En su andar por la vía Latina, las santas fueron víctimas de una agresión por parte de los agarenos, un episodio que marcó un punto de inflexión en su destino terrenal. A pesar de las dificultades, lograron encontrar refugio y paz en la borgata de Macerata, situada en las proximidades de Anagni. Fue en este lugar donde se asentaron, viviendo sus últimos años en un retiro marcado por la oración y la fidelidad a su vocación de vírgenes consagradas. La datación de sus Actas, que se remonta al siglo catorce, permite que hoy podamos reconstruir, con sobriedad y respeto, los trazos de su existencia. Su vida no fue una sucesión de grandes hechos públicos, sino una entrega silenciosa y constante que culminó en aquel rincón de Italia, donde su presencia se hizo permanente a través de la memoria de la comunidad local.
La memoria y el culto
La veneración a las santas Aurelia y Neomisia se ha mantenido viva gracias a la custodia de sus restos mortales en la catedral de Anagni. La traslación de sus reliquias a este templo catedralicio permitió que los fieles pudieran acercarse a ellas con devoción, encontrando en su ejemplo un modelo de vida cristiana. La fecha del veinticinco de septiembre marca el momento central de su memoria litúrgica, coincidiendo con el día de su fallecimiento y la solemne exposición de sus reliquias.

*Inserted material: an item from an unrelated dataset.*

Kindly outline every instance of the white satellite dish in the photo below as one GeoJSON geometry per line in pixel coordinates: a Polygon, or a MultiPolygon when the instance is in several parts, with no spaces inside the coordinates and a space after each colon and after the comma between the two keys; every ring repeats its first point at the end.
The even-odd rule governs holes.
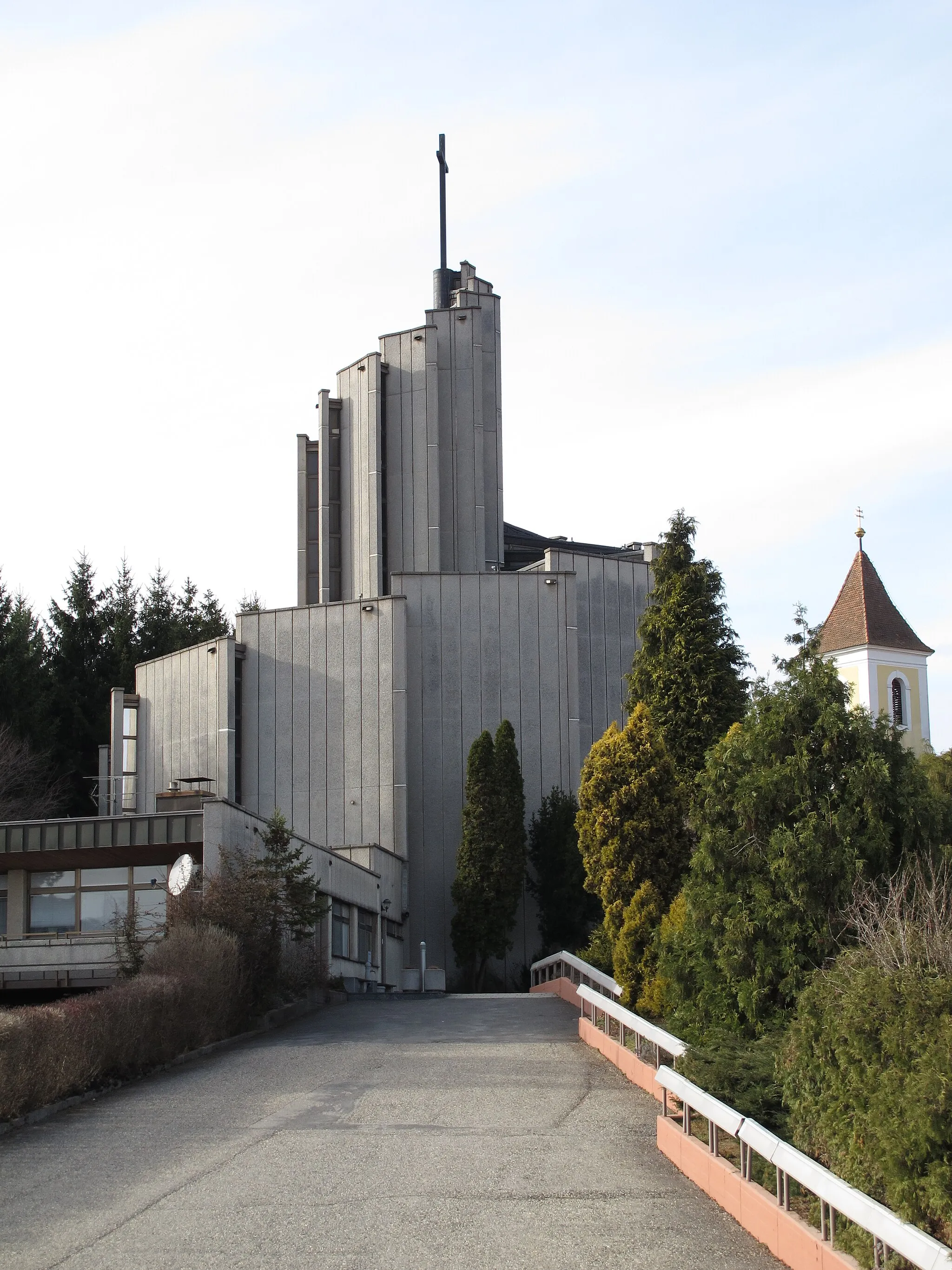
{"type": "Polygon", "coordinates": [[[195,871],[195,861],[192,856],[179,856],[169,870],[169,890],[173,895],[180,895],[192,881],[195,871]]]}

Este culto, que ha perdurado a través de los siglos, nos invita a reflexionar sobre la importancia de la perseverancia en la fe. Al acudir a su recuerdo, los creyentes no solo honran a quienes dieron testimonio de su entrega, sino que también encuentran un motivo para profundizar en su propia espiritualidad. La catedral de Anagni permanece así como un lugar de encuentro donde el pasado y el presente se unen en la oración, celebrando la vida de estas dos mujeres que supieron hacer de su camino una ofrenda permanente al Señor.
Preguntas frecuentes
Cuando se celebra la memoria de las santas Aurelia y Neomisia?
Su memoria litúrgica se celebra cada veinticinco de septiembre, día en que se recuerda su fallecimiento y la exposición de sus reliquias.